Natural resources giant flashes a 'buy' signal
Crunch the numbers, and it's apparent that BHP Billiton is cheap and attractive.
I'm one of those analysts who "eats his own cooking." However, I like to remind readers to always do their own thorough due diligence before investing a dime.
I should also tell you that I proclaimed the death of gold and silver stocks (TheStreet) in an ironic and perhaps desperate attempt to jump-start this comatose sector. So don't automatically do as I do, for I'm often early to the sector "resurrections."
Now that I've said all that, I've also seen "bottoming" formations where the stock of a cash-generating sector leader gets so oversold that I want to start accumulating shares and collecting dividends. And that's the way I'm starting to see BHP Billiton (BHP).

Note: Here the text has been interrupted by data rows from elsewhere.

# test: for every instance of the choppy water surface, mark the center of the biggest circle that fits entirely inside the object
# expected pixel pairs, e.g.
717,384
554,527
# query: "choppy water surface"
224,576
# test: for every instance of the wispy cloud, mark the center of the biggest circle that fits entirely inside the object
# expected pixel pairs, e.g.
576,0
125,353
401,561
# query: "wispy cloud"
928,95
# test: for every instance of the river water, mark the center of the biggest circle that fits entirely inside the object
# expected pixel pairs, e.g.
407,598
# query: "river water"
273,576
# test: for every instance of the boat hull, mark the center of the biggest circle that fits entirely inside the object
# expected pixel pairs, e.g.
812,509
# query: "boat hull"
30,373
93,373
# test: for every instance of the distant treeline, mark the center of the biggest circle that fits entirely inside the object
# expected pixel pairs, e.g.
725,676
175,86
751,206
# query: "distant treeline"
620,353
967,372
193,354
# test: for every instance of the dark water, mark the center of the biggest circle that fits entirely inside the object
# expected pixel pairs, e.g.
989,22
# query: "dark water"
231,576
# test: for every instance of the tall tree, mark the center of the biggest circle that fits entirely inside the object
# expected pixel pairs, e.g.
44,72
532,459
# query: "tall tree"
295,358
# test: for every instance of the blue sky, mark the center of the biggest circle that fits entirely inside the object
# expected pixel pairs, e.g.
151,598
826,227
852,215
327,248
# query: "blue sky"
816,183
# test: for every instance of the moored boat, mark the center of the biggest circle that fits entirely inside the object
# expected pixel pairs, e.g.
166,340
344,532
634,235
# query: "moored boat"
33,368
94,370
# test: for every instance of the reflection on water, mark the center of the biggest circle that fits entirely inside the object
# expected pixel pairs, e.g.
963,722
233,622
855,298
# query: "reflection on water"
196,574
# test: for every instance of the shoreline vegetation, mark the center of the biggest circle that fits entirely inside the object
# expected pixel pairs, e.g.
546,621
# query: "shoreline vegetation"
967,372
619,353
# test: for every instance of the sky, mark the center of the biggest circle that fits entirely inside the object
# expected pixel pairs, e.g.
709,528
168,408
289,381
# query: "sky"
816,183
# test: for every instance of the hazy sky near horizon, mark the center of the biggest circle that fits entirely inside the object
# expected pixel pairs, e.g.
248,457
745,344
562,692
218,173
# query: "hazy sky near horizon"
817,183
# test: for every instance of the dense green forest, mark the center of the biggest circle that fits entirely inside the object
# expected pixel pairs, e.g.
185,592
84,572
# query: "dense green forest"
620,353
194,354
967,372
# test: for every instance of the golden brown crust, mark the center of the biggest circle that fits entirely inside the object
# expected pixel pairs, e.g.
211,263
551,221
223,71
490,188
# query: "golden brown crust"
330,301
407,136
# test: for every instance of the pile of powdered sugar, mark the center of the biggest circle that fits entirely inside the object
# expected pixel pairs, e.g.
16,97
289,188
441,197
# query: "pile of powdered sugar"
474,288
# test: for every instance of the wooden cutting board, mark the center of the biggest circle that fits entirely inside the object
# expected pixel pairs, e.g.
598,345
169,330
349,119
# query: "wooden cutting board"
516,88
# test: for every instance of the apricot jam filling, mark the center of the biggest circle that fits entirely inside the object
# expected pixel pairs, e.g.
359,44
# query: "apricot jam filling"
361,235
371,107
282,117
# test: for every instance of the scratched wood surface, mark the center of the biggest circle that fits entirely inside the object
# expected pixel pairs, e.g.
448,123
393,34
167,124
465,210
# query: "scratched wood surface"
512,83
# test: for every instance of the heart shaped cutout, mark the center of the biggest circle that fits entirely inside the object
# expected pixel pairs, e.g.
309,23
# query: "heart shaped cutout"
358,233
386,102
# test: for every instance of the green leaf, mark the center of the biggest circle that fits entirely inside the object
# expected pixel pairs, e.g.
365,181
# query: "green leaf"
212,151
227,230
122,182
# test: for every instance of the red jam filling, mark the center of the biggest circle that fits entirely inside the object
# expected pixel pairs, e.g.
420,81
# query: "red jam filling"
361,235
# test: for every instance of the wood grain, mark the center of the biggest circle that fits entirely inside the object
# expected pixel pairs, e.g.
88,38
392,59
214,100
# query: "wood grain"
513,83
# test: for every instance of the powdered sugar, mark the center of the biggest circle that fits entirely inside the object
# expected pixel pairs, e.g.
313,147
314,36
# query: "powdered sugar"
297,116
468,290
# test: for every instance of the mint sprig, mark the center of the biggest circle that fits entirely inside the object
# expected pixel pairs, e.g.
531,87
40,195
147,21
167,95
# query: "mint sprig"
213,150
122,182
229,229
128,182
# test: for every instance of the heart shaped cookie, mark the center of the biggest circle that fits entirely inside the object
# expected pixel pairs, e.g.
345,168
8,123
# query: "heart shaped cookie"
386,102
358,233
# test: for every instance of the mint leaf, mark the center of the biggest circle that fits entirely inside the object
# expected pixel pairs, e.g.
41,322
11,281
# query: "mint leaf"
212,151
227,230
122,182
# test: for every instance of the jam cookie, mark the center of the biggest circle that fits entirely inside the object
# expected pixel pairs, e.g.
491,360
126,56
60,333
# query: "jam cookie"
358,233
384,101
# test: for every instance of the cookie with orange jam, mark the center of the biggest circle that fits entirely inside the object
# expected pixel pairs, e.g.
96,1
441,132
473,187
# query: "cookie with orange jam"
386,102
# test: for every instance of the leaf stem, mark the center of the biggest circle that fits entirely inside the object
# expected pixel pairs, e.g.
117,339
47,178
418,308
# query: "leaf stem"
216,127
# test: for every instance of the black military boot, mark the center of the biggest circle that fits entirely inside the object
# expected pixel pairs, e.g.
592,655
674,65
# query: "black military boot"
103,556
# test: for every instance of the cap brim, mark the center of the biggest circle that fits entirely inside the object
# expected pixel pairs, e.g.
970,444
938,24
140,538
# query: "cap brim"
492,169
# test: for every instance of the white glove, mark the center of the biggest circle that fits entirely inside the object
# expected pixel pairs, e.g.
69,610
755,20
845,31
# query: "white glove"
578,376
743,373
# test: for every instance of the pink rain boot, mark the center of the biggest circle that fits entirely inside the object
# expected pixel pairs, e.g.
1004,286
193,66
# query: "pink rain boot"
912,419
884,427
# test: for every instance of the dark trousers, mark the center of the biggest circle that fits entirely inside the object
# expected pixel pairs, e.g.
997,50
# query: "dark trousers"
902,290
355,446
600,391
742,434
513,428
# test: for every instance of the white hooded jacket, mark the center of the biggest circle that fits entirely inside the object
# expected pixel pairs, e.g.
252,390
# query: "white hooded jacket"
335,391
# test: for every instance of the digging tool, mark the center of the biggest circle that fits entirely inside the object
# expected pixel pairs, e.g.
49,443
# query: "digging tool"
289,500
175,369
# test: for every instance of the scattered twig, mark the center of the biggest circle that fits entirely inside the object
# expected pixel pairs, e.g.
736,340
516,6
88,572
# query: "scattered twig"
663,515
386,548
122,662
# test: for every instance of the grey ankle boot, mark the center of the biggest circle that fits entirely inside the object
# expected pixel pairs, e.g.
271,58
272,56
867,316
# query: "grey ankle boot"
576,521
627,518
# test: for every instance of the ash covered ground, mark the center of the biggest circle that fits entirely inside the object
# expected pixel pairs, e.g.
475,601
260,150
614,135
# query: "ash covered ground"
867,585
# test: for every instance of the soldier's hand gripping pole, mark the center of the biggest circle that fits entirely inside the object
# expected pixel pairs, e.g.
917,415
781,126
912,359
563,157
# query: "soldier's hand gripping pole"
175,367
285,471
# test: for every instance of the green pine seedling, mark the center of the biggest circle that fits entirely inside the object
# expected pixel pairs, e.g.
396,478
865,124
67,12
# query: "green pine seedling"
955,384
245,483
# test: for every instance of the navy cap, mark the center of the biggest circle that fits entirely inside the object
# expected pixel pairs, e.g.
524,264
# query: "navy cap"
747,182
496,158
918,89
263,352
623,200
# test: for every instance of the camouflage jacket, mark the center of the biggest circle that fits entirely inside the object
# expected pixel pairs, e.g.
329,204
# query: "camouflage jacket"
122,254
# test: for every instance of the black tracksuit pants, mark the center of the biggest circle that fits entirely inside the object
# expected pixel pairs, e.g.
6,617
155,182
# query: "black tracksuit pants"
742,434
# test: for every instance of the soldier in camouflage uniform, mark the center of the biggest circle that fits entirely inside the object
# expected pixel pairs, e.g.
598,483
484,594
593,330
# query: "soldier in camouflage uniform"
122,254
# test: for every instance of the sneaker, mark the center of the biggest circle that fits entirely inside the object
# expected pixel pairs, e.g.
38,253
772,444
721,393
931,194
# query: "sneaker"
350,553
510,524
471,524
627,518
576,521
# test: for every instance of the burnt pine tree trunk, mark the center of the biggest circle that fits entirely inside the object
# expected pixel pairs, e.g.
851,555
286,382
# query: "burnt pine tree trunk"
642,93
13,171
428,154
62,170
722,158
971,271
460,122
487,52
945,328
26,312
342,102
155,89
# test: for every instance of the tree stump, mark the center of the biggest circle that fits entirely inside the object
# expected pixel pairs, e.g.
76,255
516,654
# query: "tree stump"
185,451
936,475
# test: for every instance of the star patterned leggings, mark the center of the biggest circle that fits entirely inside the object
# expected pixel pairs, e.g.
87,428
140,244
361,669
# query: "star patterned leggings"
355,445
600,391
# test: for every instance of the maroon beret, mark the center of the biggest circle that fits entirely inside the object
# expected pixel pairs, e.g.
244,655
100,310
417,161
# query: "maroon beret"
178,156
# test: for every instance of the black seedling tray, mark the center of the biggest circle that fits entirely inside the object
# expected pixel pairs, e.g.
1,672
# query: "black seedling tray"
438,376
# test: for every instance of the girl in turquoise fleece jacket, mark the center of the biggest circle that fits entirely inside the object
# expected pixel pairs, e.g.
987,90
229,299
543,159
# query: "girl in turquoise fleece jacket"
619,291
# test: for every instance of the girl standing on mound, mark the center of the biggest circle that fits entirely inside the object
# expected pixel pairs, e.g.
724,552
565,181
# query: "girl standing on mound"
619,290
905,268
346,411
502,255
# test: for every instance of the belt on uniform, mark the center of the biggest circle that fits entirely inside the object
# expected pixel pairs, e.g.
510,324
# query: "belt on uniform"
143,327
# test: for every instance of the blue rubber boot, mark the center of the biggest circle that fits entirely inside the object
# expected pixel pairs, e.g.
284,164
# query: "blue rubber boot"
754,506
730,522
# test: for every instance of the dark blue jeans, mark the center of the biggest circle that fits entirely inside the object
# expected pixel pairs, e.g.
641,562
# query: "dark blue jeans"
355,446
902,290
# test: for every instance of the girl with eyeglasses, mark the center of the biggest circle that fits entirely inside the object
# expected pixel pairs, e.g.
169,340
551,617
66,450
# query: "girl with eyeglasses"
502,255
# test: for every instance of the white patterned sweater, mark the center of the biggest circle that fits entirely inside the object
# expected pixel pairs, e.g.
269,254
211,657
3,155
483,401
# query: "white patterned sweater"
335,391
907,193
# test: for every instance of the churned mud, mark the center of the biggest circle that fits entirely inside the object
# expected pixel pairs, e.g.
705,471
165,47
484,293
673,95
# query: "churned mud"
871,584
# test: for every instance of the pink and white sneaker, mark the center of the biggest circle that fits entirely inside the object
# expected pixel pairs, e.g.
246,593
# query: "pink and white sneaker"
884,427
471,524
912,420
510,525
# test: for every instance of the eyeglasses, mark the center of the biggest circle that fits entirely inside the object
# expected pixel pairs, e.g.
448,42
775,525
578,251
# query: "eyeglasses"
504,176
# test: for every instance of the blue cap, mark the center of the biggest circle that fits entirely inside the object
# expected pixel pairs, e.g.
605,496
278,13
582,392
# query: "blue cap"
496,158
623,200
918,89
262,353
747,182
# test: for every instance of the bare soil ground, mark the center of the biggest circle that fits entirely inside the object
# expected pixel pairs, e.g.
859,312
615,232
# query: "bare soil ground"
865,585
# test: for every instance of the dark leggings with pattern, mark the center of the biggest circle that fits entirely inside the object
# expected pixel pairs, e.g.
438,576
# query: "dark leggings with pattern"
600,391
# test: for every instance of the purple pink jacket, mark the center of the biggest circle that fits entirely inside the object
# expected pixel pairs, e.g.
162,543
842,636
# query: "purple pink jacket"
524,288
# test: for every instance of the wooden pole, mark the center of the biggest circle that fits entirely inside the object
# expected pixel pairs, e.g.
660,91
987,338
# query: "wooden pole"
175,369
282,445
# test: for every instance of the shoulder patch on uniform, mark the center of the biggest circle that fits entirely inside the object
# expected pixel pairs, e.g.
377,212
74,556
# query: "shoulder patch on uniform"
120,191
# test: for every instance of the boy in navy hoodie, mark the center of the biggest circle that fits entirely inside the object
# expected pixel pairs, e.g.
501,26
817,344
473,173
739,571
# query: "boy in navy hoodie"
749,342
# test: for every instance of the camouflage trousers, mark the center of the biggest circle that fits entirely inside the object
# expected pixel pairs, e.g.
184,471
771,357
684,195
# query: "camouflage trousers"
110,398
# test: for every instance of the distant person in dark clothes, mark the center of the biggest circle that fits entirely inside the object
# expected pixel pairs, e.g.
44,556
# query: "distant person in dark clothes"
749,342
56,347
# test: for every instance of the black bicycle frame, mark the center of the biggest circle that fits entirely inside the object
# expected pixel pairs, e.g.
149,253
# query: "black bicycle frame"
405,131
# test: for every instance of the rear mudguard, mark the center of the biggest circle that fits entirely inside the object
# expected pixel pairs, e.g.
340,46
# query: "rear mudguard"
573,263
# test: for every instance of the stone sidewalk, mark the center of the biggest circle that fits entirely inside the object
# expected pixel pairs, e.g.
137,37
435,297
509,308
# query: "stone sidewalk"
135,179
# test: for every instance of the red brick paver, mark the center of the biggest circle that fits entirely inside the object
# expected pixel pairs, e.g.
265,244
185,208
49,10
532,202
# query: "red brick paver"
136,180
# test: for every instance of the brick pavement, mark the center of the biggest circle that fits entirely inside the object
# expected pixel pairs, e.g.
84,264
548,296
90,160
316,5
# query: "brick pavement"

BHP is a leading global resource company, and I like the way the company describes itself at its user-friendly website: "We are among the world's largest producers of major commodities, including aluminum, copper, energy coal, iron ore, manganese, metallurgical coal, nickel, silver [gold] and uranium along with substantial interests in oil and gas."
Where else could you get those essential commodities by buying shares of just one company?The company continues: "We are a global organization [headquartered in Australia] and with over 100 locations throughout the world, our success is underpinned by the 100,000 employees and contractors that work at BHP Billiton."
That's how they can pay a 3.26% dividend, which represents a payout ratio of only 38%. With well over $5.2 billion in total cash as of the end of 2012 and trailing 12-month operating cash flow of more than $18.5 billion, it is reasonable to expect future rising dividend payouts.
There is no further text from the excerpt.